Ma Y.,Tengzhou Central Peoples Hospital |
Gai Y.,Tengzhou Central Peoples Hospital |
Yan J.,Tengzhou Central Peoples Hospital |
Li J.,Zaozhuang Municipal Hospital |
Zhang Y.,Tengzhou Central Peoples Hospital
Medical Science Monitor | Year: 2016
Background: Puerarin has protective effects on ischemia-reperfusion injury, but the underlying mechanisms are not fully revealed. This study explored the effect of puerarin on the expression of Bcl-2 associated athanogene 3 (BAG3) in an in vitro model of anoxia/reoxygenation injury (A/RI) in neonate rat primary cardiomyocytes and the functions of BAG3 in A/RI. Material/Methods: BAG3 expression in cardiomyocytes with or without puerarin pre-treatment was quantified using qRT-PCR and Western blot analysis. The effects of BAG3 on A/RI were studied by measuring the activity of lactate dehydrogenase (LDH) and creatine phosphate kinase (CPK), the concentration of malondialdehyde (MDA), superoxide dismutase (SOD), and glutathione peroxidase (GSH-Px). The effects of BAG3 on autophagy and apoptosis of the cardiomyocytes after A/RI were further studied. Results: Puerarin significantly promoted BAG3 expression in the rat primary cardiomyocytes after A/RI. Enforced BAG3 expression presented similar effects as puerarin pre-treatment in attenuating A/RI in terms of CPK, LDH, MDA, SOD, GSH-Px, ROS generation, and cell viability.
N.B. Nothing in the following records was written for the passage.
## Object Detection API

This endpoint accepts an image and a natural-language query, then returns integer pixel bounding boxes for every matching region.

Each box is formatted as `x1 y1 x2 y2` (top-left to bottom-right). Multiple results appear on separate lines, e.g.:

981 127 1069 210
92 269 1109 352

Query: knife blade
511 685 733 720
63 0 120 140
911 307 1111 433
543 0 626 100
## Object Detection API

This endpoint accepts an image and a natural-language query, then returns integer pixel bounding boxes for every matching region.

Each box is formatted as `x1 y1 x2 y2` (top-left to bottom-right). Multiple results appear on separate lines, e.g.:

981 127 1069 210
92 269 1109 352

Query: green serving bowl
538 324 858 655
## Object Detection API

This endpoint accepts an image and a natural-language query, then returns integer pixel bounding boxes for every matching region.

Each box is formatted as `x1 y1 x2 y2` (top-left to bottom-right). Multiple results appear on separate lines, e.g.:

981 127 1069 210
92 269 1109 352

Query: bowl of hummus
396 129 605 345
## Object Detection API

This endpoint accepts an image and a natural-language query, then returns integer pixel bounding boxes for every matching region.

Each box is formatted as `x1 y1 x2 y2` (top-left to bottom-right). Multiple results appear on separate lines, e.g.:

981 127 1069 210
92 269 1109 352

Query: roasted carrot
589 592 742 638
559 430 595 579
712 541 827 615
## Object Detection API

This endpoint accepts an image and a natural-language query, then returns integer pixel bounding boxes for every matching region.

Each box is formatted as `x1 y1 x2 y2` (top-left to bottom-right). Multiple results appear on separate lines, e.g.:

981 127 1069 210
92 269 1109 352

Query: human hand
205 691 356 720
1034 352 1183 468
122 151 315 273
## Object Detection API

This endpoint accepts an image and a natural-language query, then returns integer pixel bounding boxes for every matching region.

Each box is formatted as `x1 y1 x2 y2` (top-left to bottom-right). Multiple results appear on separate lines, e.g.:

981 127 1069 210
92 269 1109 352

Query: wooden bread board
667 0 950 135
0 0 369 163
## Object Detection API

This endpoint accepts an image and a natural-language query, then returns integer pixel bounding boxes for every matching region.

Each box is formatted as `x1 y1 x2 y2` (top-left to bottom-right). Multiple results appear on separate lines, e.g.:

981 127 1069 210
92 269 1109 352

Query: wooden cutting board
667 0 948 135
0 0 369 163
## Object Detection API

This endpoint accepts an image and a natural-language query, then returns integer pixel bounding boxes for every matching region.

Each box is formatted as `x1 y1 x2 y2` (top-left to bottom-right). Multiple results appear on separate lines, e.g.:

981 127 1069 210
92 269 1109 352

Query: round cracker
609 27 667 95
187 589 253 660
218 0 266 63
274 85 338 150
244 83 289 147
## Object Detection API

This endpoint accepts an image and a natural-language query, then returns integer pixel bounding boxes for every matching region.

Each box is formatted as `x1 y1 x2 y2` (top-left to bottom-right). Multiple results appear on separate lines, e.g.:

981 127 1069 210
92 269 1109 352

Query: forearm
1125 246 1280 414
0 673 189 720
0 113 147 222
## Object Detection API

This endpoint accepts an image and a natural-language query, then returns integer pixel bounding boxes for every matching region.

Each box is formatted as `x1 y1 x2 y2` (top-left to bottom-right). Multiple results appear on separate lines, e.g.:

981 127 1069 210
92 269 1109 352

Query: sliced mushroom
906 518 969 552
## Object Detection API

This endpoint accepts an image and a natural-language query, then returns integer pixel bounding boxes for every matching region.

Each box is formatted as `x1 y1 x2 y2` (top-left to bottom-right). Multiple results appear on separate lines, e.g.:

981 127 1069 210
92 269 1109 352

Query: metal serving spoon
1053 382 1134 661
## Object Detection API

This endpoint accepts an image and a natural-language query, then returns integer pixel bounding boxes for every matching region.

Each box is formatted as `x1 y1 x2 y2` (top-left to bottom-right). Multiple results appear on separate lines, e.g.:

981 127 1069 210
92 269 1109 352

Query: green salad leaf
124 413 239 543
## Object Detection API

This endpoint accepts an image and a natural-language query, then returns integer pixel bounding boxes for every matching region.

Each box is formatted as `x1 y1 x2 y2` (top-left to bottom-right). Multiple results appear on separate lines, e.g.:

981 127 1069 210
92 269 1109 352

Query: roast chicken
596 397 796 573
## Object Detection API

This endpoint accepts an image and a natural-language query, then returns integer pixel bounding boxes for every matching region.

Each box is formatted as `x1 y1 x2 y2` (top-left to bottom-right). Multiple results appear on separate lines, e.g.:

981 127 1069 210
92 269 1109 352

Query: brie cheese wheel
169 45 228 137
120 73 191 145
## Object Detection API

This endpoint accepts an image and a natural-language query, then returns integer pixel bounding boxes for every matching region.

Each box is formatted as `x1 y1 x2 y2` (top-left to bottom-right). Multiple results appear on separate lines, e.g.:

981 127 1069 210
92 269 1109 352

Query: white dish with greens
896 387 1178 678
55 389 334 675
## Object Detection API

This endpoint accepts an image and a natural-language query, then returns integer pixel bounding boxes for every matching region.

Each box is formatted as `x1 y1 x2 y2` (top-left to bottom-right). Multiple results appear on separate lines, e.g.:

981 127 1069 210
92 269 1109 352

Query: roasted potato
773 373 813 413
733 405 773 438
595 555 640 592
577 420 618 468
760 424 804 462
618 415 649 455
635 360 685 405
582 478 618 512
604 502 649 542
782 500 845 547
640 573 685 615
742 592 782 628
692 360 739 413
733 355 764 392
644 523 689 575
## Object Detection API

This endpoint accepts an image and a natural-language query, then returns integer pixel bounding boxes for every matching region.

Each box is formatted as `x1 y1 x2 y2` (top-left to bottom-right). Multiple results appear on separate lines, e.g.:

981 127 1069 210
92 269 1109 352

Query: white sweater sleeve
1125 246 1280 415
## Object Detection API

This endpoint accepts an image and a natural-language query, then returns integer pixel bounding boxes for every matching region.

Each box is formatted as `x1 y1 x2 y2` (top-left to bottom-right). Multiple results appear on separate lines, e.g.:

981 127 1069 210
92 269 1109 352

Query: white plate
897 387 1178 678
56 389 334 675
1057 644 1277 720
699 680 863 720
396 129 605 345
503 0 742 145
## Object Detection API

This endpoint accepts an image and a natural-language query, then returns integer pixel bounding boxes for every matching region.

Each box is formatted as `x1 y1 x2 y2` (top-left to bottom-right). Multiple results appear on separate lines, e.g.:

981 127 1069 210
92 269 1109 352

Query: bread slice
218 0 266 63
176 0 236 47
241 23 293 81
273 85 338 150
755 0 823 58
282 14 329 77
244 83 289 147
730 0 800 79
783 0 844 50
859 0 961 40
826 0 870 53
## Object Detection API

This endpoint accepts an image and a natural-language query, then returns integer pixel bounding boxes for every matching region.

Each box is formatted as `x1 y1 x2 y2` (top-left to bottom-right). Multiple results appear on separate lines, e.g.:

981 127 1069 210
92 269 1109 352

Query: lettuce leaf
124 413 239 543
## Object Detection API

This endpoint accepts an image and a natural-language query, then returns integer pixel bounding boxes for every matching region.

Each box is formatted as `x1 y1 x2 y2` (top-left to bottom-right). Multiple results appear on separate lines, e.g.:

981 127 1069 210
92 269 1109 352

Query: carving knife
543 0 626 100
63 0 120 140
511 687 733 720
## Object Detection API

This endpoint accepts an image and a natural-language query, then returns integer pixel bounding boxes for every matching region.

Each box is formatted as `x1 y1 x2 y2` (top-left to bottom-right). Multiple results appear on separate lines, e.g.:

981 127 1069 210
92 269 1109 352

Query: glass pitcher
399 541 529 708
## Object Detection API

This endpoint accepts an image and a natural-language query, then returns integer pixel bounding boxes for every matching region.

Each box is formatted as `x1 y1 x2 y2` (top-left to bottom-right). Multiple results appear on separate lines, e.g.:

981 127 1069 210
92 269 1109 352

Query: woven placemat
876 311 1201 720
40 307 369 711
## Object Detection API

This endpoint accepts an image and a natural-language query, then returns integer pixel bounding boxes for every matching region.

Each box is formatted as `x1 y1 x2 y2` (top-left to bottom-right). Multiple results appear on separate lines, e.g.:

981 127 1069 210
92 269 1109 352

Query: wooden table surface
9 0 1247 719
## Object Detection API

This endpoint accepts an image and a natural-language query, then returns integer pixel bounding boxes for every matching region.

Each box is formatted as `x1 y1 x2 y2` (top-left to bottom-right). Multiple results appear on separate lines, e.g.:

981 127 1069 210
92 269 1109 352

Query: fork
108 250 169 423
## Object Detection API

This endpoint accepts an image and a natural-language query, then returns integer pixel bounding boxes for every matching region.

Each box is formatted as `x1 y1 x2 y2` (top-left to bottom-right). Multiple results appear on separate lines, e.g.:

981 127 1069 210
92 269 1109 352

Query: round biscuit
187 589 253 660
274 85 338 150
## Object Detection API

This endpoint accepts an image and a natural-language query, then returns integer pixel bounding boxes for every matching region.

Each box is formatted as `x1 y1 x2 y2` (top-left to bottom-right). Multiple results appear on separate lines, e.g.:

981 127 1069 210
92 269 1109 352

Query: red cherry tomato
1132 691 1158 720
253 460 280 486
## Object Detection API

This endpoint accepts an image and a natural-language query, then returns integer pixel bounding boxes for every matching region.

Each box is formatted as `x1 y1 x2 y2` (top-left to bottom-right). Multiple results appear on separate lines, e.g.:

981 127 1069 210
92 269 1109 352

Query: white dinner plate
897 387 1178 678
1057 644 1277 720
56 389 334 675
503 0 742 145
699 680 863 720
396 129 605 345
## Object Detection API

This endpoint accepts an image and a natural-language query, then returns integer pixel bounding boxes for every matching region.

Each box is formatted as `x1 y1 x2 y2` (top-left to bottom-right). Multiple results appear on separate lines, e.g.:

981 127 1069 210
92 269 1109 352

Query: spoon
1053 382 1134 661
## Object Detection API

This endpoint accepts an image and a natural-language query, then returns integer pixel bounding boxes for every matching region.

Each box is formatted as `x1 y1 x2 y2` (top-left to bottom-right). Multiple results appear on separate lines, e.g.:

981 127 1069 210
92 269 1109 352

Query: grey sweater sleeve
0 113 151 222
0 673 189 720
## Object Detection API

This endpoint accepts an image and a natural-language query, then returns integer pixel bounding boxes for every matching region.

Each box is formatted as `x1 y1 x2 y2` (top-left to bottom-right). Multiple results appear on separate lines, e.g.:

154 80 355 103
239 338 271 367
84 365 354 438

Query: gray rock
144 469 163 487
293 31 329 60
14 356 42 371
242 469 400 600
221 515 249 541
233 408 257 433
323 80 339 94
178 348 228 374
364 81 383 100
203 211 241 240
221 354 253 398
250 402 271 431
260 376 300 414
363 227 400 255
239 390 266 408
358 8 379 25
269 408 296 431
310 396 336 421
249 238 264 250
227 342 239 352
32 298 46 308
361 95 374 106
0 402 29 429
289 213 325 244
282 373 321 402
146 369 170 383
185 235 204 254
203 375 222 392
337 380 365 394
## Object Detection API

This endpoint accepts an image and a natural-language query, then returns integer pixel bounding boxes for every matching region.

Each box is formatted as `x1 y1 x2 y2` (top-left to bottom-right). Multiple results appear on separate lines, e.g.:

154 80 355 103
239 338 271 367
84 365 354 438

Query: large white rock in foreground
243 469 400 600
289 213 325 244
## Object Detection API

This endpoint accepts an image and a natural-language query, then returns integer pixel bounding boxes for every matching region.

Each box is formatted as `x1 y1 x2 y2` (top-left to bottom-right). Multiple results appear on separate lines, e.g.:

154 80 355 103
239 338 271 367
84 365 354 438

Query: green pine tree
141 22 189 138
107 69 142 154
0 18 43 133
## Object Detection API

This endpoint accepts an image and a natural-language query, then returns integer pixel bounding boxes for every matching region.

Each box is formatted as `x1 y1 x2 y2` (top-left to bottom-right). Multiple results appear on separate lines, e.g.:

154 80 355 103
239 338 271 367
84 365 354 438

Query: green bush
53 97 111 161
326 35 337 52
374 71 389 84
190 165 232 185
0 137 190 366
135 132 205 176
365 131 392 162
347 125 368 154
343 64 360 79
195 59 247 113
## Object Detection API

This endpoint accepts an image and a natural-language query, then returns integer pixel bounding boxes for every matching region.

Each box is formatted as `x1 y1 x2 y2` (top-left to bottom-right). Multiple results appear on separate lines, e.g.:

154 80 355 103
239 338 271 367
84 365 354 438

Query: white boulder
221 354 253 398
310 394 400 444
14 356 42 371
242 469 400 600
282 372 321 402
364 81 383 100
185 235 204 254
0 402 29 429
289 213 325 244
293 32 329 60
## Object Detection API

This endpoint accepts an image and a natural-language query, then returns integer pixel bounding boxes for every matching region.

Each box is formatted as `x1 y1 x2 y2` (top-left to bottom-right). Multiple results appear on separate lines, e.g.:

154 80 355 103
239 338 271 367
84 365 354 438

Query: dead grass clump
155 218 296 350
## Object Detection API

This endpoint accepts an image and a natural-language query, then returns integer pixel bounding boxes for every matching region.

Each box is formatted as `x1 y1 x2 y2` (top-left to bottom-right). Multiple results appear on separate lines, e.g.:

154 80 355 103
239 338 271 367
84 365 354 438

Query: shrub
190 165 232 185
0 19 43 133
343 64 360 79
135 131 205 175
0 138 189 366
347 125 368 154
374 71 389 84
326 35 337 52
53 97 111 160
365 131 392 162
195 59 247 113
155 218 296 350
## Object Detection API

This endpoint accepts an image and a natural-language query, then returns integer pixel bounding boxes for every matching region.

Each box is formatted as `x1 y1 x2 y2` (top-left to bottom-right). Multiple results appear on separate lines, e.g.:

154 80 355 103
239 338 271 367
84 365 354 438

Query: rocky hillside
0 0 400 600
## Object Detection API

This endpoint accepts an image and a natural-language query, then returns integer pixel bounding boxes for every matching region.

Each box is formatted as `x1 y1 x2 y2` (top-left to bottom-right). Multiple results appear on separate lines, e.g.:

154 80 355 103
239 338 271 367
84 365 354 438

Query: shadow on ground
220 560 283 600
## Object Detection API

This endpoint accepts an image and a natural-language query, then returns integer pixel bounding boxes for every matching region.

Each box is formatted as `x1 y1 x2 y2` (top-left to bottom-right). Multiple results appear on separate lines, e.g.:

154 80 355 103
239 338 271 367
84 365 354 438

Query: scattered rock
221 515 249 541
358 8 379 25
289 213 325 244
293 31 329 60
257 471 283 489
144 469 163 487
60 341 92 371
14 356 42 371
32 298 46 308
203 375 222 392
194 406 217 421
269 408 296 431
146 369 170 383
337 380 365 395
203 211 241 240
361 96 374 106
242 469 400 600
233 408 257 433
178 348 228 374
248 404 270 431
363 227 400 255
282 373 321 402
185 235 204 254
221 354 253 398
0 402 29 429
BAG3 overexpression significantly stimulated autophagy in cardiomyocytes after A/RI, which presented protective effects on A/RI in terms of cell viability and apoptosis. Autophagy inhibition partly abrogated the protective effects of BAG3. Conclusions: Puerarin can directly increase BAG3 transcription and translation in cardiomyocytes after A/RI. The elevated BAG3 expression presents protective effects on A/RI at least through enhancing autophagy and reducing apoptosis, which is a novel protective mechanism of puerarin in ARI. © Med Sci Monit, 2016.